From LLM scrapers to AI agents: mapping the AI bot landscape for detection teams

AI bots, AI scrapers, AI agents—you’ve seen these terms thrown around in product announcements, Hacker News posts, and marketing decks. But behind the hype, what do these bots actually do? And more importantly, how are they changing the fraud and bot detection landscape?

This article introduces the main types of bots emerging from the generative AI wave and explains why AI agents, in particular, are forcing online businesses to rethink their detection strategies.

We’ll start with definitions and categories, then briefly explore how these bots impact risk and detection. In future posts, we’ll go deeper into how to detect and authenticate AI bots, especially AI agents.

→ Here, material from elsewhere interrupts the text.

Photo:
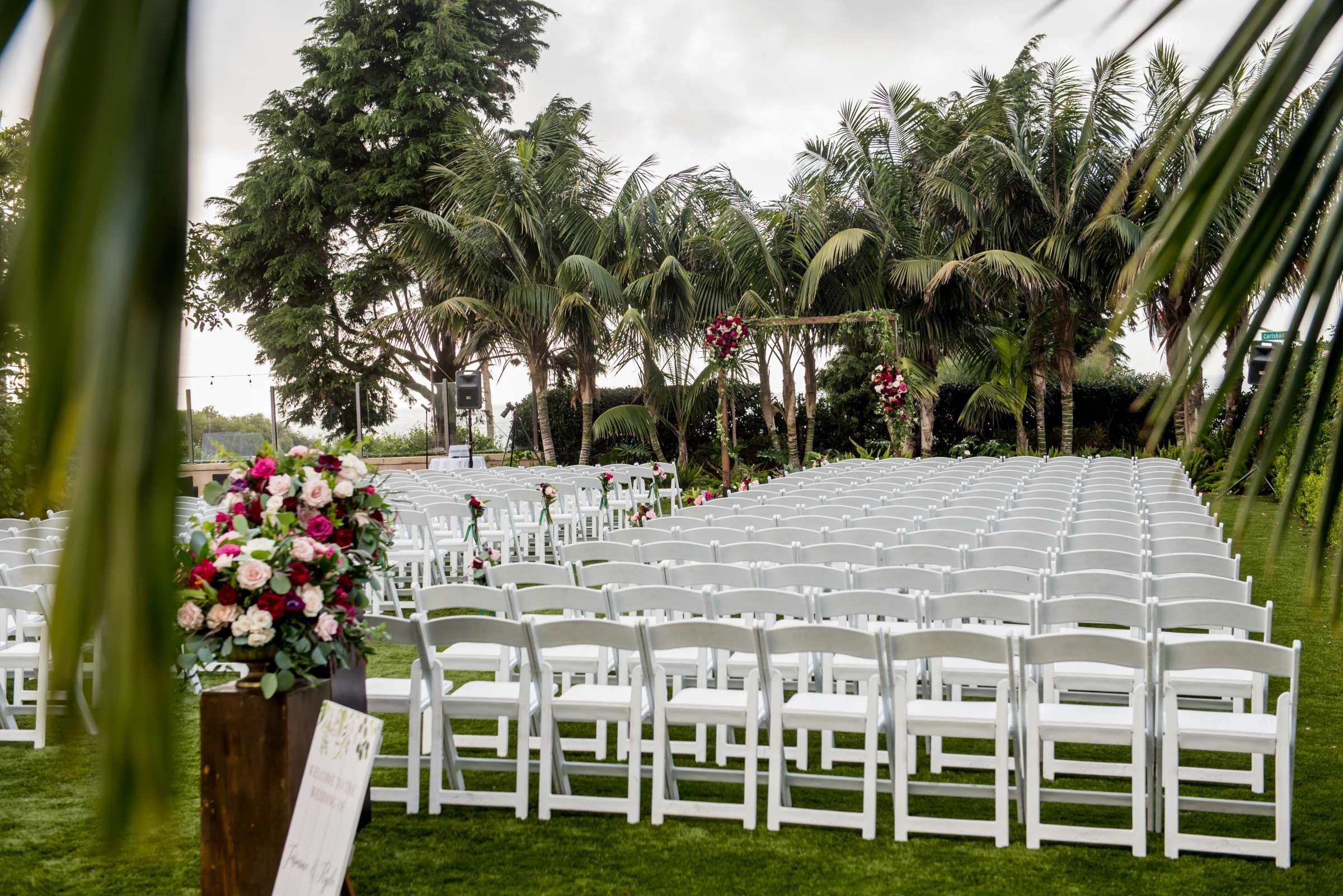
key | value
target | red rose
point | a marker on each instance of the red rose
(273, 604)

What qualifies as an AI bot?

"AI bot" is an overloaded term that can refer to at least three distinct use cases:

LLM scrapers/crawlers: bots that collect data to train large language models (LLMs)
RAG/search bots: bots that retrieve live information during user interactions (e.g. for answering current event questions)
AI agents: bots that perform actions on behalf of users, like navigating websites or making purchases

These three categories differ in purpose, architecture, and impact. For detection teams, it’s critical to distinguish between them because they show up differently in traffic logs, pose different risks, and require different defenses.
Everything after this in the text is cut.